Ms. James had the tenants move out, and soon her white house at the corner of Thomas and Maple Streets fell into the hands of looters and vandals, and then, into disrepair. Dejected and broke, Ms. James said she salvaged but a lesson from her loss.
So imagine her surprise when the City of South Bend contacted her recently, demanding that she resume maintenance on the property. The sheriff’s sale had been canceled at the last minute, leaving the property title — and a world of trouble — in her name.
“I thought, ‘What kind of game is this?’ ” Ms. James, 41, said while picking at trash at the house, now so worthless the city plans to demolish it — another bill for which she will be liable.
City officials and housing advocates here and in cities as varied as Buffalo, Kansas City, Mo., and Jacksonville, Fla., say they are seeing an unsettling development: Banks are quietly declining to take possession of properties at the end of the foreclosure process, most often because the cost of the ordeal — from legal fees to maintenance — exceeds the diminishing value of the real estate.

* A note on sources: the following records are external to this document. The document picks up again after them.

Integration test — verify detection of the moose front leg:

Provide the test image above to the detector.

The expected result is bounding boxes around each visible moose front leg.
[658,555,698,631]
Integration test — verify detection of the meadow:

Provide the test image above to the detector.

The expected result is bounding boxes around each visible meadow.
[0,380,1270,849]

The so-called bank walkaways rarely mean relief for the property owners, caught unaware months after the fact, and often mean additional financial burdens and bureaucratic headaches. Technically, they still owe on the mortgage, but as a practicality, rarely would a mortgage holder receive any more payments on the loan. The way mortgages are bundled and resold, it can be enormously time-consuming just trying to determine what company holds the loan on a property thought to be in foreclosure.
In Ms. James’s case, the company that was most recently servicing her loan is now defunct. Its parent company filed for bankruptcy and dissolved. And the original bank that sold her the loan said it could not find a record of it.
“It is what some of us think is the next wave of the crisis,” said Kermit Lind, a clinical professor at the Cleveland-Marshall College of Law and an expert on foreclosure law.